Regarding the evolution of individuals with fitness values higher than 99.5%, it is possible to identify two patterns in Figure 7. The first one concerns the individuals created at the beginning of the rounds and maintained over the next generations; the second one is about individuals with good fitness that had some parameters changed (such as MINPTS, which does not directly influence fitness values), which helped to generate other excellent individuals.

4.5. Fitness

This section presents a scenario to analyze the fitness over the generations and rounds.

4.5.1. Fitness Evolution

The line graph matrix illustrated in Figure 8 shows the fitness evolution of the algorithms created over the generations for the Cleveland dataset. The test with this dataset generated five different algorithms: CLIQUE, DBSCAN, DENCLUE, DHC, and New. This new algorithm is formed by the building blocks ASH→AttractionTree→DensityTree. Thus, Figure 8 shows the changes in the fitness values for each generation during the rounds.

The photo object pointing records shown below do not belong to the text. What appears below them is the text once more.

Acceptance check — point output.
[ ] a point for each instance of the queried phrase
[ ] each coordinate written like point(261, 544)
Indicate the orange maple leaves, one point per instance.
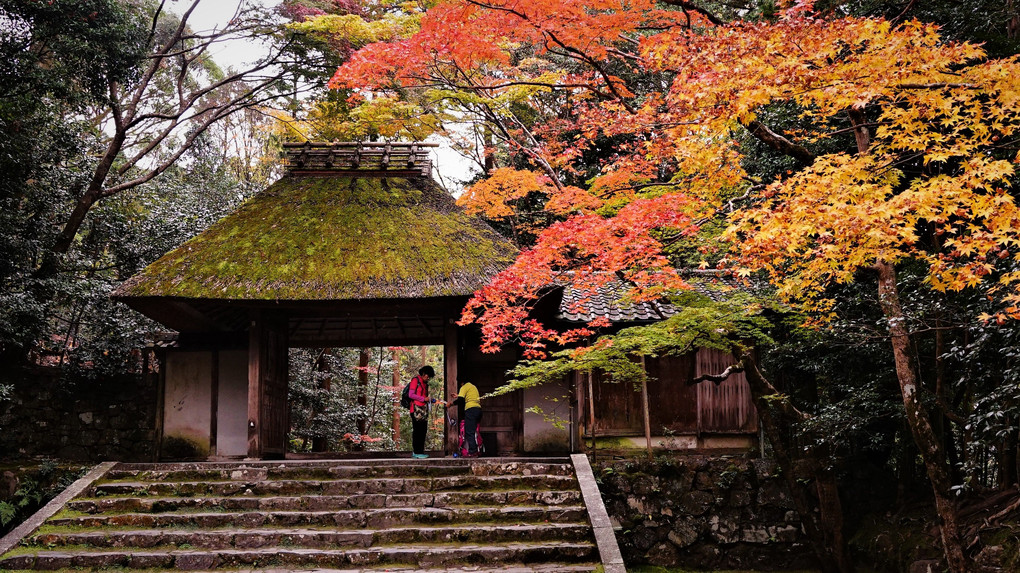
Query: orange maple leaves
point(926, 181)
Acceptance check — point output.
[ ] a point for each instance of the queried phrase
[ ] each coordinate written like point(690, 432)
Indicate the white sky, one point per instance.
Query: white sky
point(215, 13)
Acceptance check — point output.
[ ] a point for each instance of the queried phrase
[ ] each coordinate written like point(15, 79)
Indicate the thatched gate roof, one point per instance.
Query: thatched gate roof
point(326, 233)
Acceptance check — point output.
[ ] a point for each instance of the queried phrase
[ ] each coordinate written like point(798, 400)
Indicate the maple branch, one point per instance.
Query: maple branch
point(861, 133)
point(934, 86)
point(696, 8)
point(570, 52)
point(778, 143)
point(716, 378)
point(903, 15)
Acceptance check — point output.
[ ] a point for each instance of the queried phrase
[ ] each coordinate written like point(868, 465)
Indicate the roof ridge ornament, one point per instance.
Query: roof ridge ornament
point(359, 158)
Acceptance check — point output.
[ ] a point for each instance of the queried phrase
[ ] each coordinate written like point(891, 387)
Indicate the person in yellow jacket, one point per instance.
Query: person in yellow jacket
point(468, 399)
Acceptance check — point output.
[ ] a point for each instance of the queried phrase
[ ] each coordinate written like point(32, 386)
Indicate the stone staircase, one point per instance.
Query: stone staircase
point(393, 515)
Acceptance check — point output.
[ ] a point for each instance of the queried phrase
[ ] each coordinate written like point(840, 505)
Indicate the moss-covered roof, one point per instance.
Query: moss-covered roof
point(333, 238)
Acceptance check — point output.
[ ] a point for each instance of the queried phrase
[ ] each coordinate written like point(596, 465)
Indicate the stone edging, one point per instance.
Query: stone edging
point(10, 540)
point(609, 550)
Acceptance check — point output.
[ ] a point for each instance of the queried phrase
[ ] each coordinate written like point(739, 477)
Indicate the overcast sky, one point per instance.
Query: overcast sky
point(215, 13)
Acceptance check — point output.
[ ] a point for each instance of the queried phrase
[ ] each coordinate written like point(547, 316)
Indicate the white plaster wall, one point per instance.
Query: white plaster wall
point(541, 433)
point(188, 399)
point(232, 405)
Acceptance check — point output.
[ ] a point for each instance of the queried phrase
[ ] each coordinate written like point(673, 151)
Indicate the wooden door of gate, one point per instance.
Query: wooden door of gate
point(267, 379)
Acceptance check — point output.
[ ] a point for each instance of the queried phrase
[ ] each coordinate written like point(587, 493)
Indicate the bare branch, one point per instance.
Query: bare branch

In the chart in Figure 8, 90% of the rounds reached the maximum fitness value between 100 and 150 generations, and the latest fitness growth occurred in generations 282 and 407. This may indicate the possibility that the initial parameters for the tool could be better defined. It is possible to analyze reducing the number of generations or the number of rounds.

Lines R3 and R6 represent the two rounds that had a change in fitness after 200 generations. The black circle on the line highlights the generation in which the fitness changed for these two cases—generation 282 and 407, respectively. Furthermore, this change in fitness after a “stabilization” can be analyzed to gather more details about it. However, it was observed that the change in fitness represented a minimal gain that is below 1%. Also, the green squares highlight the rounds with the best result. In these rounds, the solution that obtained the best result was the DHC algorithm with an average fitness above 99%. Additionally, analyzing the logs, for both examples, showed that the individual before the best one is the same algorithm type with different parameters. Thus, the stability analysis may depend on the problem under analysis, since such a small change can be considered irrelevant.

4.5.2. Average of the Fitness

The line chart in Figure 9 shows the average fitness values for individuals with a fitness different from 0% in each generation. The variability represented in the chart reinforces the diversity of the generated population, as individuals have a range of fitness values, considering their various parameters.

4.6. Compare Different Datasets

This section presents a scenario to analyze the tool’s result for different datasets.

Comparison of Algorithm Types in Different Datasets

Figure 10 presents the comparison of AutoClustering results for the Cleveland (highlighted in blue) and Glass Identification (highlighted in orange) datasets. TreeMap was set to group hierarchically by dataset name and algorithm name. The area size represents the occurrence of each algorithm type. The colors represent the fitness values. The green color highlights individuals with fitness equal to 100%, the yellow color highlights individuals with fitness values between 99.5% and 99.99%, and the red color highlights individuals with fitness values equal to 0%. Furthermore, a filter was performed to include only individuals with fitness values greater than 75% and fitness equal to 0%.

Figure 10 shows that the best algorithm consisted of the AttractionTree->DensityTree (DHC) building blocks for both datasets. Moreover, the Glass Identification dataset presented more individuals with fitness values equal to 100%. Furthermore, the results for algorithms that presented fitness equal to 0% were similar for both datasets. Finally, AutoClustering generated the best algorithm types (yellow and green items) more frequently for the Glass Identification dataset than for the Cleveland dataset.

Figure 11 illustrates another comparison scenario using a histogram matrix. This visualization shows the occurrences for each type of algorithm. The algorithms DenseAreas->ClustersByPartition, ASH->ClustersByAttractors, and CandidatesByDistance->ClusterByConnectiveness are highlighted in green because they had different occurrence patterns for the two datasets. Furthermore, the AttractionTree->DensityTree algorithm (highlighted in purple) presented the best fitness values for the Cleveland dataset, but there was quite a different occurrence pattern for the Glass Identification dataset. Moreover, the initial part of the histogram, highlighted in yellow, shows an increasing number of occurrences for the ClustersByAttractors algorithm. This growth means that as the probability model evolved over generations, this algorithm was more likely to be created by AutoClustering. Thus, it provides information about how the probability model evolved for each of the datasets.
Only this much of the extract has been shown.